Jo later tells Katie that she will be leaving Southport soon. Katie thanks her for being a good friend and Jo tells her, "You deserve this, Katie. You belong here."

Alex gives Katie a letter with the words "To Her" on the envelope. It explains that he must be in love to have given her the letter and she hopes that she feels the same, wishing that she could be there with them. Enclosed with the letter is a photo of Alex's late wife. Katie realizes that her neighbor "Jo" was the ghost of Carly watching over them.

==Cast==

- Josh Duhamel as Alex Wheatley, Katie's new boyfriend and a widower who struggles to raise his two children after the death of his wife.
- Julianne Hough as Erin Tierney / Katie Feldman, a young woman who flees her abusive husband and Alex's new girlfriend.
- Cobie Smulders as Carly Wheatley / Jo, a local woman who befriends Katie.
- David Lyons as Det. Kevin Tierney, Katie's abusive husband.
- Noah Lomax as Josh Wheatley, Alex's son who has a rough and strained relationship with his father due to his mother's death.
- Mimi Kirkland as Lexie Wheatley, Alex's daughter who befriends Katie.
- Irene Ziegler as Mrs. Feldman
- Robin Mullins as Maddie
- Red West as Roger. This was West's last film role before his death in July 2017.
- Juan Carlos Piedrahita as Detective Ramirez
- Cullen Moss as Deputy Bass
- Mike Pniewski as Lieutenant Robinson

==Production==
According to a 2012 Twitch Film article, Keira Knightley had entered into "early talks" to play Katie, but had to drop out due to scheduling conflicts with the 2013 film Begin Again.

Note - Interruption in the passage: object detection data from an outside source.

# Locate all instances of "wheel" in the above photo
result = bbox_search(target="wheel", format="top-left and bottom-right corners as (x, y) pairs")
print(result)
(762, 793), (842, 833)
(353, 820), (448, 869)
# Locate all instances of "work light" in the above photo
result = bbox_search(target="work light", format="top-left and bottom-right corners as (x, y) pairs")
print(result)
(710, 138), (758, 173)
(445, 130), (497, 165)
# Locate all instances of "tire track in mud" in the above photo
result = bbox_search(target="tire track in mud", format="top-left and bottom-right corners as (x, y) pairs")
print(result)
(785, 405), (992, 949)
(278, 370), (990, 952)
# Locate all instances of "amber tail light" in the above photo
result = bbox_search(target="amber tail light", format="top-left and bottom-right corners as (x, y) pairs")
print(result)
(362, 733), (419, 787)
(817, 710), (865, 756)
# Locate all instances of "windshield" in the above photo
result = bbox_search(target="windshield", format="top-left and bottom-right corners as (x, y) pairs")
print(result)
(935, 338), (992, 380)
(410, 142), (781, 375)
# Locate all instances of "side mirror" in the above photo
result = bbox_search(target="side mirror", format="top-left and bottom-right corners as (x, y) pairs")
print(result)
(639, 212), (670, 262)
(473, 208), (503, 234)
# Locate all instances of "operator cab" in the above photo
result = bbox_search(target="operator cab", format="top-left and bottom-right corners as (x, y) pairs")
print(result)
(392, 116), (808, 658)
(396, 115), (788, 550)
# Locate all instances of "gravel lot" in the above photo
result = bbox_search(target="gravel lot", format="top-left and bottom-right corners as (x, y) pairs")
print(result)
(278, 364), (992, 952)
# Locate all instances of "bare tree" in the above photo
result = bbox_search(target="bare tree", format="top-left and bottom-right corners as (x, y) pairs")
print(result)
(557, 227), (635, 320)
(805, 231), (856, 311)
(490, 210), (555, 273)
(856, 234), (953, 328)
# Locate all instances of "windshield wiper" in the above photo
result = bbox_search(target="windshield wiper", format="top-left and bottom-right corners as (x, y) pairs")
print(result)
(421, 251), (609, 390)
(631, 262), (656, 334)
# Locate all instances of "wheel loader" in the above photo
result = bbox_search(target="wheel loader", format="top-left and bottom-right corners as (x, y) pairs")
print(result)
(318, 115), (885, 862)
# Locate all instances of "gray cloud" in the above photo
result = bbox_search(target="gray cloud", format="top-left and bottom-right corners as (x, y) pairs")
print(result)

The film began principal photography on June 18, 2012, in Wilmington and Southport, North Carolina. Parts of it were filmed in Louisiana and the opening scene with Katie on the Coach America bus is on the Linn Cove Viaduct along the Blue Ridge Parkway near Grandfather Mountain in Linville, North Carolina.

==Reception==

===Box office===
Safe Haven grossed US$71,349,120 in North America and US$26,245,020 in other territories for a worldwide total of US$97,594,140.

In its opening weekend, the film grossed US$21,401,594, finishing third at the box office behind A Good Day to Die Hard (US$24,834,845) and Identity Thief (US$23,674,295).

===Critical response===
Critical reaction for Safe Haven was poor. On Rotten Tomatoes it has a rating of 13%, based on reviews from 146 critics, with an average rating of 4.00/10. The consensus reads, "Schmaltzy, predictable, and melodramatic, Safe Haven also suffers from a ludicrous plot twist, making for a particularly ignominious Nicholas Sparks adaptation." On Metacritic the film has a score of 34 out of 100 based on 33 reviews, indicating "generally unfavorable reviews". Audiences surveyed by CinemaScore gave the film a grade B+.

British film magazine Empire gave the film three out of five stars, writing: "She’s Katie, a mysterious girl on the run who conveniently ends up in a small town populated by beautiful, friendly people including Alex (Josh Duhamel), who also happens to be a widower. Thanks to their spirited performances, this is superior to other recent Sparks adaptations — the extra dash of mystery doesn’t hurt either. But it’s still firmly on the side of sentiment and implausible plot developments — perhaps secure in the knowledge that’s exactly what the fan base wants."

Richard Roeper called the film "Bat. Bleep. Crazy." and asks if the filmmakers or a key character is out of her mind. Roeper expresses disbelief at the twist ending, and "how insane the whole thing is". Aside from the twist ending he would have given the film 2.5 stars, but ultimately gives it only 1.5 out of four stars. Peter Bradshaw, writing for The Guardian, called Safe Havens setting "a sugary vision of small-town America that does not correspond with the real world at any point." Peter Travers of Rolling Stone gave the film zero stars out of four, and concluded his review by stating: "I hate Safe Haven. It's a terrible thing to do to your Valentine."

===Accolades===
Safe Haven was nominated for a Teen Choice Awards in the category Choice Movie: Romance. Mimi Kirkland received a Young Artist Award nomination in the category "Best Supporting Young Actress in a Feature Film".

==Home media==
Safe Haven was released on DVD and Blu-ray on May 7, 2013.